My engineering training wasn’t a matter of stifling my creativity, but rather expressing and training those creative impulses in a different way. Even better, many of the skills and techniques I learned while pursuing my scientific development translated into my writing life. Don’t see it? Let me show you how.

Firstly, both scientists and writers need to be keen observers of the world and people around them. For a scientist, it’s about quantification, drawing trends, building models, and predicting the future. Writers, on the other hand, use those observations to bring their characters and worlds to life for their readers.

Additionally, both writers and scientists need to know how to manage large, complex projects. Both novels and research or design projects need to be broken up into smaller parts to be managed. Both are efforts of months or years and require significant organization, timing, and team work to pull off smoothly.

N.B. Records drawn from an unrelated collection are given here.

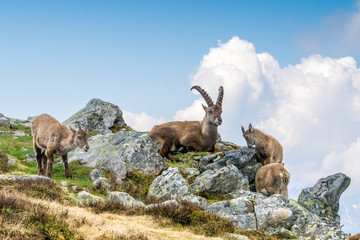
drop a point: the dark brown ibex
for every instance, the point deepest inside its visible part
(192, 135)
(51, 137)
(268, 148)
(272, 179)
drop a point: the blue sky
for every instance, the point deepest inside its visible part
(60, 54)
(289, 67)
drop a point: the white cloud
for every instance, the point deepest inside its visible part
(312, 108)
(141, 121)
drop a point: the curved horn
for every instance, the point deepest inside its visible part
(78, 125)
(207, 98)
(220, 96)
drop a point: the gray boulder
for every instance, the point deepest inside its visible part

Furthermore both novels and physical machines are intricate constructs with many moving parts. If any one piece is out of balance, it throws off the rhythm of the whole. Ideally, both a novel and an engine are working at their best when the person on the other side isn’t even aware of the complexity beneath the hood. It just works.

Finally, scientists and authors are both in search of the capital “T” truth. We are trying to understand what motivates people, what makes the universe work the way it does, and use those discoveries to make the world a better place.

The truth is that science and fiction have been bedfellows for a long time. Many of the scientists and engineers I know are also avid readers, especially of science fiction. I’ve read interviews of Motorola engineers who claim that they were inspired by Star Trek communicators. I’ve also seen videos that demonstrate real world hologram technology (in progress, admittedly) that directly reference the Star Wars movies. It’s not surprising that the scientists and engineers, as fans, seek to bring the fantastic things they enjoyed so much into the real world.

The fascinating thing is that the transfer of ideas doesn’t go one way. I’m always keeping an eye on the major science news outlets for new discoveries or technologies that I can commandeer for my fiction. If I see something that catches my interest, I dig a deeper, try to understand the development as best I can, and then project it forward or sideways into one of my stories. Also, the natural world is unimaginably cool. There are creatures in the deep oceans that put fictional aliens to shame with their pure weirdness. Need some inspiration for your outer space settings? I signed up for NASA’s Astronomy Picture of the Day mailing list specifically to have cool visuals delivered to my inbox. More than one has inspired a change of setting in one story or another.

What I’ve come to realize is that the time I’ve spent developing my scientific half doesn’t limit my authorial half. Rather, I’d argue that my writing is enhanced by widely varied interests. I don’t need to choose between scientist and creator. Both are me, both fundamentally shape how I view and interact with the world around me, and how I tell stories. Realizing this, and using it to my advantage, have helped make me a better writer and a better engineer.

So, the real question isn’t how are the various parts of your life keeping you from writing, but rather how to use all of who you are to make better stories.